C’est par l’étude de la fermentation alcoolique que M. Pasteur a commencé, en 1858, la série de ses travaux. Il a mis hors de doute que, dans le cas du jus de raisin et du moût de bière, aussi bien que dans celui de tout liquide sucré abandonné à l’air, la production plus ou moins rapide d’alcool est toujours corrélative du développement d’un champignon microscopique, composé de globules arrondis mesurant quelques millièmes de millimètre. Ces globules, connus sous le nom de levure de bière, se multiplient dans le liquide en fermentation aux dépens des matières organiques qui y sont contenues et déterminent, par les échanges nutritifs auxquels ils donnent lieu, la décomposition du sucre en alcool, acide carbonique, acide succinique et glycérique. Tels sont les quatre produits constans de la fermentation alcoolique.
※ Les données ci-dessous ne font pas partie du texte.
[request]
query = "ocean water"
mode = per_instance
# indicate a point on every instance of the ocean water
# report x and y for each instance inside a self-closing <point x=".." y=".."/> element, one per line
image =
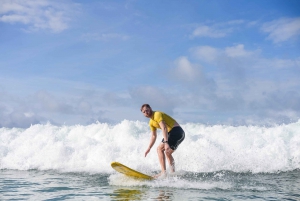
<point x="214" y="162"/>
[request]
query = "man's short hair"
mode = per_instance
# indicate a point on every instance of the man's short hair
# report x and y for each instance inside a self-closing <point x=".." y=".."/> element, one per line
<point x="145" y="105"/>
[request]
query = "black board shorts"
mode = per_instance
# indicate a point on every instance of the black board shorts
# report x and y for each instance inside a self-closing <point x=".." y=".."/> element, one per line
<point x="175" y="137"/>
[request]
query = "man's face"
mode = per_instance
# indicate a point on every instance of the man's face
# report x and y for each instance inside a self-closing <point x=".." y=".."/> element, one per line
<point x="147" y="111"/>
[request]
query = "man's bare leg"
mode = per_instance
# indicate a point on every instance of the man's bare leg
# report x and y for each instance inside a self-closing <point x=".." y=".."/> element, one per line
<point x="161" y="158"/>
<point x="171" y="160"/>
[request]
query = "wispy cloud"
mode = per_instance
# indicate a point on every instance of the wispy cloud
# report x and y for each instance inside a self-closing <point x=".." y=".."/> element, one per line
<point x="36" y="15"/>
<point x="216" y="30"/>
<point x="104" y="37"/>
<point x="282" y="30"/>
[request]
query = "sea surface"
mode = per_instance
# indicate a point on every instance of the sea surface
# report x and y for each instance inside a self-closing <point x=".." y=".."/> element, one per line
<point x="214" y="162"/>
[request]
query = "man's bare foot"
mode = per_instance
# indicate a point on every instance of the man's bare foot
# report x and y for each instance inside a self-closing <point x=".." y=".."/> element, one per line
<point x="160" y="175"/>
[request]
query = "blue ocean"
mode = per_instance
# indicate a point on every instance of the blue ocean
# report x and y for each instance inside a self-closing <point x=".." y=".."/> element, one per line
<point x="214" y="162"/>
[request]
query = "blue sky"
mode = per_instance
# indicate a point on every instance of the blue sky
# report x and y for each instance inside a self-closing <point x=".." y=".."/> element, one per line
<point x="216" y="62"/>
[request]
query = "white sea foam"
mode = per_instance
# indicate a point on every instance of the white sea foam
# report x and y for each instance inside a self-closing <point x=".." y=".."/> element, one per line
<point x="205" y="149"/>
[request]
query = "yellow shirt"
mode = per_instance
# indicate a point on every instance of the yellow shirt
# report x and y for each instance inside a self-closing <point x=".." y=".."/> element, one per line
<point x="158" y="117"/>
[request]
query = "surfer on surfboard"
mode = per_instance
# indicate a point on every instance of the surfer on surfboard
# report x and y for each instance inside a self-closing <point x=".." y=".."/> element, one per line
<point x="173" y="135"/>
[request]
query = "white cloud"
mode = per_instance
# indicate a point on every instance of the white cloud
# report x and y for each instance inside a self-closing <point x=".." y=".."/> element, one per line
<point x="217" y="30"/>
<point x="104" y="37"/>
<point x="185" y="70"/>
<point x="205" y="53"/>
<point x="228" y="54"/>
<point x="206" y="31"/>
<point x="237" y="51"/>
<point x="37" y="15"/>
<point x="282" y="29"/>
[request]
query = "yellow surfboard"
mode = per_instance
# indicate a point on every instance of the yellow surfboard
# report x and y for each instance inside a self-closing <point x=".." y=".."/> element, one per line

Le sucre est l’aliment du globule de levure ; ces produits en sont les excrétions. On ne connaît pas encore les lois du mécanisme intérieur qui les élabore. Tout porte à croire cependant que les cellules de levure sécrètent une substance plus ou moins analogue à celles qui, chez les animaux supérieurs, opèrent le phénomène de la digestion. La fermentation alcoolique serait ainsi une espèce de digestion intra-globulaire du sucre.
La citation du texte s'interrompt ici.